A touch of sound

Chennai doctors help two deaf children hear with an expensive procedure covered under the Chief Minister’s Health Insurance Scheme for the first time

December 03, 2014 01:26 am | Updated November 27, 2021 06:54 pm IST - CHENNAI:

Dr. Kameswaran (extreme right) of MERF with two-year-old Guhan and his parents -- Photo: R. Ragu

Dr. Kameswaran (extreme right) of MERF with two-year-old Guhan and his parents -- Photo: R. Ragu

Two-year-old Guhan has saucer-like ears, pretty large for the rest of his face; as if to make up in form for the lack of function.

Guhan was born profoundly deaf, a rare condition causing it: he did not have an inner ear and auditory nerve, the part that allows us to hear sounds. A cochlear implant could not help him hear, but that’s where his luck turned, in more ways than one.

Doctors at the Madras ENT Research Foundation (MERF) have placed an implant in his brain — a procedure called auditory brainstem implantation (ABI) — which will help the boy distinguish a variety of sounds.

Common birth defect

A year after he was born, Guhan’s parents, Lakshmi and Ilayaraja from Thanjavur, noticed their firstborn was not responding even to loud sounds. That’s when they brought him to Chennai and had him tested for hearing loss.

Doctors at MERF were shocked. “To our utter horror, we found he was in that rare one per cent born without the inner ear. It’s a sinking feeling to tell the parents that the regular cochlear implant that has helped many other kids will not work on their child,” says Mohan Kameswaran, senior ENT surgeon who also heads MERF.

Hearing loss, apparently, is the commonest among birth defects in the world. One in 1,000 children has profound hearing loss. In 99 per cent of cases, it is caused by problems in the inner ear.

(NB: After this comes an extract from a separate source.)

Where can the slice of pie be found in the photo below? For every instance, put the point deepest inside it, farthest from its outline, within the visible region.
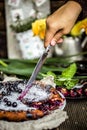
(40, 100)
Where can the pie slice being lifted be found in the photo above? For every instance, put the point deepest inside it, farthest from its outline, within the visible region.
(40, 100)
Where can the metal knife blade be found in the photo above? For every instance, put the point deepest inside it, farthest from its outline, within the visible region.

In the remaining one per cent, as with Guhan, deafness is caused by the absence of the inner ear and/or the nerve that connects the ear to the brain, says Dr. Kameswaran.

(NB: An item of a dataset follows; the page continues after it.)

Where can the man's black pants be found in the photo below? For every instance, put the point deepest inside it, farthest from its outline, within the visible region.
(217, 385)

Guhan is not the only one, however. Benina, four-year-old daughter of a painter from Pudukottai, also suffers from the same condition.

“ABI was an option, but the families could not afford it. Under the Chief Minister’s Comprehensive Health Insurance Scheme, funding is given only for cochlear implants. The parents, however, did not give up,” says Dr. Kameswaran.

“We went to different government departments, sometimes without any idea what we were doing. Finally, we landed up at the health department, and sanction was given under the insurance scheme,” says Ilayaraja.

Benina’s father too managed to get sanction for the entire sum of Rs. 18.25 lakh.

A team of neurosurgeons, headed by M.C. Vasudevan of the Voluntary Health Services, worked with Dr. Kameswaran and a team of audiologists over five hours to place the implant in the brain.

Guhan had his surgery on November 11, and Benina, on November 28. Doctors say intensive audio and speech therapy must follow, in order to assist them to first hear sounds, and then, make sense of it.

There is hope, though. Sri Akshaya, a five-year-old who had a brainstem implant a year ago, gives them that optimism. She can now hear and speak and wears her tiny earpiece with panache. What’s more, she even goes to regular school. Hear! Hear!